The report examines five “waves of disappearance” in Iraq, including enforced disappearance. It covers the period starting with the Ba’ath era from 1968-2003 – characterized by the authoritarian rule of Saddam Hussein – through to the anti-Government protests from 2018 to 2020. 

More work ahead 

The UN Committee is comprised of 10 international rights experts who monitor global implementation of the Convention against enforced disappearances.   

While acknowledging the serious challenges the authorities face in addressing the situation in Iraq, the experts were deeply concerned that enforced disappearance has been widespread over different periods, and that impunity and revictimization prevail. 

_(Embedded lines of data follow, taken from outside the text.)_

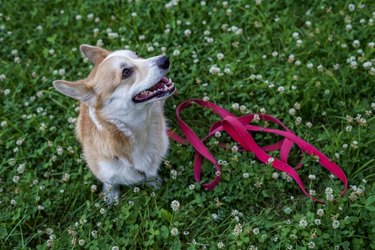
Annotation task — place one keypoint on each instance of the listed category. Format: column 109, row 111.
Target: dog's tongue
column 161, row 88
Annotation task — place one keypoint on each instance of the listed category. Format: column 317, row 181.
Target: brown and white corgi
column 121, row 125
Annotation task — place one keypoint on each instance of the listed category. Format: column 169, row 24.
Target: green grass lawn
column 311, row 64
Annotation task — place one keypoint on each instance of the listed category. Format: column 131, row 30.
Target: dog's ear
column 77, row 90
column 93, row 53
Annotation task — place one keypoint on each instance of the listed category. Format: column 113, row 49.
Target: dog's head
column 120, row 79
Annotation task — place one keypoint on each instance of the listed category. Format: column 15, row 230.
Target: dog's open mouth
column 164, row 87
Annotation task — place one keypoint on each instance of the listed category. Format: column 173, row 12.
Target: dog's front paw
column 155, row 182
column 111, row 193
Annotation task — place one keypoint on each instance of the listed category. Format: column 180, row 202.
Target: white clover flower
column 234, row 149
column 220, row 245
column 227, row 71
column 220, row 56
column 292, row 111
column 93, row 188
column 243, row 108
column 329, row 197
column 113, row 35
column 367, row 65
column 351, row 7
column 187, row 32
column 335, row 224
column 175, row 205
column 312, row 176
column 311, row 245
column 298, row 120
column 329, row 190
column 174, row 231
column 275, row 175
column 90, row 16
column 21, row 168
column 270, row 160
column 356, row 43
column 303, row 223
column 16, row 178
column 291, row 58
column 237, row 229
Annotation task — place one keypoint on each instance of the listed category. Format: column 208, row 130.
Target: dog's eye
column 126, row 73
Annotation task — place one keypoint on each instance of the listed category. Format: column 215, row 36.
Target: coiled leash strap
column 238, row 129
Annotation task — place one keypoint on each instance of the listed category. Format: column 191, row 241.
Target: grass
column 316, row 57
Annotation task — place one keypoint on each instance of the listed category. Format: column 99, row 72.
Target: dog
column 121, row 124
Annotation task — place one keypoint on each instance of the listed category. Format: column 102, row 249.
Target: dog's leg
column 111, row 193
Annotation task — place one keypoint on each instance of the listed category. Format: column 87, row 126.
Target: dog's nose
column 163, row 62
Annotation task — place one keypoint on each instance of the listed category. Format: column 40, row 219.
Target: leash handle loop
column 238, row 129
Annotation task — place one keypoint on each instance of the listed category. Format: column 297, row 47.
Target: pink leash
column 238, row 129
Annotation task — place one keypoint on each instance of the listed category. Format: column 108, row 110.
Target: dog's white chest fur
column 150, row 144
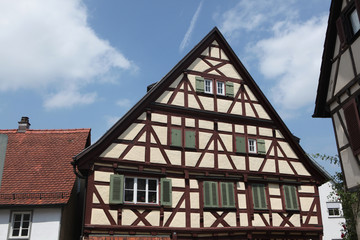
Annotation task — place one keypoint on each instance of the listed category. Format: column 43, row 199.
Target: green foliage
column 350, row 201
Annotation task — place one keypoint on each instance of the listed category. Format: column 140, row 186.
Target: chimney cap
column 24, row 124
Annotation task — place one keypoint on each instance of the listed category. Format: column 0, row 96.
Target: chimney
column 24, row 124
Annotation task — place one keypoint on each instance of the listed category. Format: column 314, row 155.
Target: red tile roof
column 37, row 167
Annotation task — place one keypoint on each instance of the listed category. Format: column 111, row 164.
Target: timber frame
column 141, row 145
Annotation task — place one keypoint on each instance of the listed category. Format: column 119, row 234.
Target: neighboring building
column 39, row 192
column 203, row 155
column 331, row 211
column 338, row 94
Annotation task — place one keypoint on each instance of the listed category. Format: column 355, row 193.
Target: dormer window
column 208, row 86
column 220, row 88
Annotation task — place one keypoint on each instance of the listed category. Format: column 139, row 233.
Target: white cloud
column 291, row 58
column 111, row 120
column 188, row 33
column 68, row 98
column 254, row 15
column 123, row 103
column 49, row 44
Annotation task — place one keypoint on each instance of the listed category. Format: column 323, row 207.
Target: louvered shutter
column 166, row 192
column 116, row 189
column 340, row 30
column 240, row 145
column 229, row 89
column 357, row 5
column 176, row 137
column 261, row 146
column 353, row 125
column 199, row 84
column 290, row 197
column 190, row 139
column 210, row 194
column 259, row 197
column 227, row 194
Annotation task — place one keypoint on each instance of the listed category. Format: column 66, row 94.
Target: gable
column 178, row 123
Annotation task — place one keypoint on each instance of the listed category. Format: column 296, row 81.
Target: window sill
column 219, row 208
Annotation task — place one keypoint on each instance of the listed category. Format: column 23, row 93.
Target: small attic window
column 208, row 86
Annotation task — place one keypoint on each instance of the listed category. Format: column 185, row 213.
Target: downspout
column 79, row 175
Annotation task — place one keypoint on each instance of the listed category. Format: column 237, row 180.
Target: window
column 334, row 212
column 354, row 20
column 211, row 194
column 254, row 145
column 334, row 209
column 290, row 195
column 220, row 88
column 208, row 86
column 176, row 138
column 352, row 119
column 20, row 225
column 259, row 196
column 139, row 190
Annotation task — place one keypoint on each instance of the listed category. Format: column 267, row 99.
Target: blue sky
column 85, row 63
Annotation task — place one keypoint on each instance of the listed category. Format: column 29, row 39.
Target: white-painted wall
column 332, row 225
column 45, row 223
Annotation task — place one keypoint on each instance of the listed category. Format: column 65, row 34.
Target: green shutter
column 210, row 194
column 224, row 195
column 199, row 84
column 259, row 196
column 116, row 189
column 290, row 197
column 261, row 146
column 240, row 145
column 229, row 89
column 227, row 194
column 166, row 192
column 190, row 139
column 176, row 137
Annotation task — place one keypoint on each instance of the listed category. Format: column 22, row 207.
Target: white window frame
column 22, row 213
column 252, row 145
column 208, row 86
column 220, row 88
column 135, row 191
column 354, row 20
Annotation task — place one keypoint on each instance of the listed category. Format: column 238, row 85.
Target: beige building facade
column 203, row 155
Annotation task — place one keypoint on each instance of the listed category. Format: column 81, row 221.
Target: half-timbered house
column 203, row 155
column 338, row 94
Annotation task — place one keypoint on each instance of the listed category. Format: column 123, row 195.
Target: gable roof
column 321, row 108
column 83, row 159
column 37, row 169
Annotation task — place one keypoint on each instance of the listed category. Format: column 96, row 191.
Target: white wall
column 45, row 223
column 4, row 223
column 332, row 225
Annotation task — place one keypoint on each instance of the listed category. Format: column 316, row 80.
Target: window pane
column 129, row 195
column 152, row 197
column 26, row 217
column 129, row 183
column 141, row 184
column 17, row 224
column 15, row 232
column 24, row 232
column 141, row 196
column 152, row 184
column 17, row 217
column 25, row 224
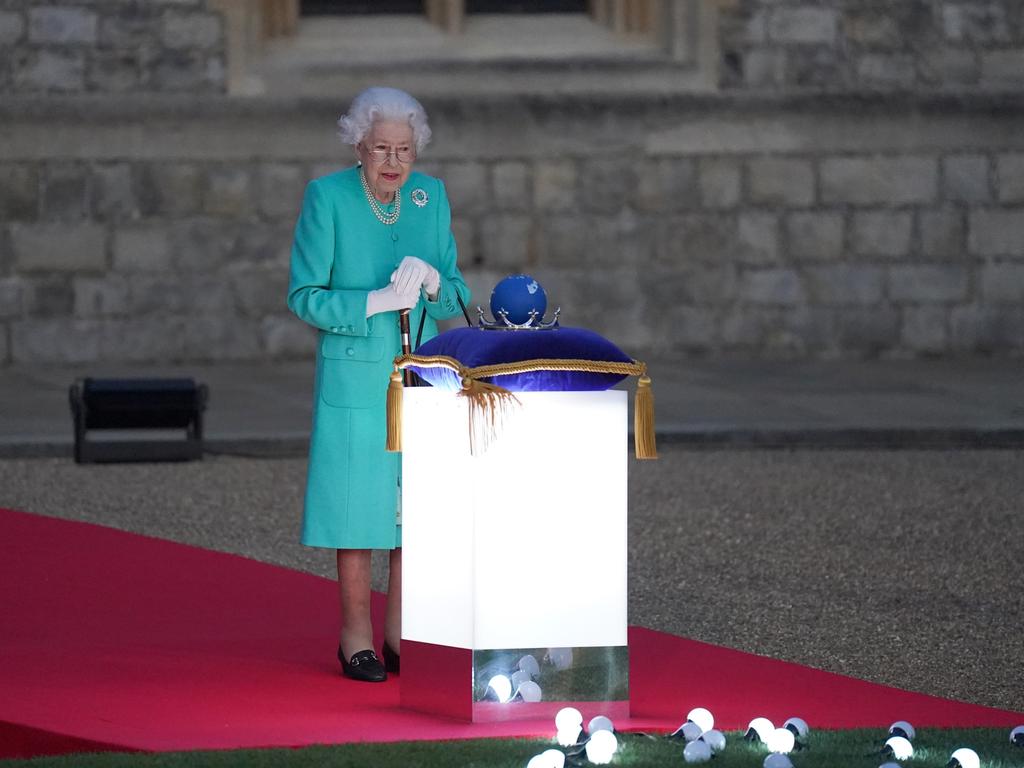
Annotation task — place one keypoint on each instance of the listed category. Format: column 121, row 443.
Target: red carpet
column 115, row 641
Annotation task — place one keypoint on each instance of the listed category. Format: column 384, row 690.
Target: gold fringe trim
column 488, row 402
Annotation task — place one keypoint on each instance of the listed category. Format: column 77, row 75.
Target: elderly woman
column 371, row 241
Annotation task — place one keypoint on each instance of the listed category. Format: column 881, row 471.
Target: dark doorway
column 342, row 7
column 525, row 6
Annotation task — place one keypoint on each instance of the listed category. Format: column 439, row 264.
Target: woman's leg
column 353, row 588
column 392, row 623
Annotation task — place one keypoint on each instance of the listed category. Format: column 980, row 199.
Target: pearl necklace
column 383, row 216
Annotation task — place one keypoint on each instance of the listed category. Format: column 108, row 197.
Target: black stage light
column 166, row 416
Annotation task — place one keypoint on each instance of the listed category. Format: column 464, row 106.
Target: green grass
column 851, row 749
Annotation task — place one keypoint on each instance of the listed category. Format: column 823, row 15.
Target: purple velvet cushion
column 474, row 347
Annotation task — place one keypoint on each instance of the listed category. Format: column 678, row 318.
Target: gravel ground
column 901, row 567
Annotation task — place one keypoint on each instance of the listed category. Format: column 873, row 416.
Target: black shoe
column 363, row 666
column 392, row 660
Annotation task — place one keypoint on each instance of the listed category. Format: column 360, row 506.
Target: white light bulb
column 701, row 717
column 967, row 758
column 763, row 727
column 798, row 726
column 568, row 717
column 901, row 748
column 696, row 752
column 690, row 731
column 528, row 665
column 529, row 691
column 502, row 687
column 781, row 740
column 902, row 728
column 715, row 739
column 601, row 747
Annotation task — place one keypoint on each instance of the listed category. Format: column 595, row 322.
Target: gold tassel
column 643, row 420
column 394, row 391
column 486, row 411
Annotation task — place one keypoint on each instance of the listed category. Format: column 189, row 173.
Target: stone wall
column 159, row 229
column 112, row 46
column 873, row 44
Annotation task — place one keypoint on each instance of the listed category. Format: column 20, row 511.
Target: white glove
column 387, row 299
column 413, row 272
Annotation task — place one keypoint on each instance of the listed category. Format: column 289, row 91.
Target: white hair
column 383, row 103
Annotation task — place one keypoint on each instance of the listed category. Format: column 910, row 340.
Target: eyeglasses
column 402, row 155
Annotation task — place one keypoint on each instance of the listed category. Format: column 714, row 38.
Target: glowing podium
column 514, row 561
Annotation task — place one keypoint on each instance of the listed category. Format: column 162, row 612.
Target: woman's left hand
column 412, row 273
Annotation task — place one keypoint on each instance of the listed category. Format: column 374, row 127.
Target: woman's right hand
column 387, row 299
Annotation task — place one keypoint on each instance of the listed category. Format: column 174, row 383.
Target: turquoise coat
column 341, row 252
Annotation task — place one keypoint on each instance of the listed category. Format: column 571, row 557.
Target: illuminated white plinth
column 522, row 548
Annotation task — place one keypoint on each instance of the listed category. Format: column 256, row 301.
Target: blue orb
column 516, row 296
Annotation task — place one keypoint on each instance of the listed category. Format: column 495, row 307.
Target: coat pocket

“The visit constitutes a new step in the Committee’s interaction with Iraq, one of the first countries to ratify the Convention,” they said, adding, “but lots remain to be done.” 

Unsplash/Levi Meir Clancy

Iraqi children walk past a marketplace in Sinjar which was ruined in the war with the Da’esh terrorist network, otherwise known as ISIL.

Ongoing patterns of disappearance 

The Committee met with senior officials, victims, and civil society representatives in Iraq.   

Members heard numerous testimonies from victims, including a mother whose son disappeared after being stopped at a checkpoint while going to visit a cousin.  Her story was indicative of an ongoing pattern in Iraq, according to the Committee. 

Children ‘given’ away   

Another common pattern concerns the alleged enforced disappearance of children, particularly from the Yazidi minority community, born after their mothers were sexually abused in camps operated by the extremist group ISIL or Da’esh. 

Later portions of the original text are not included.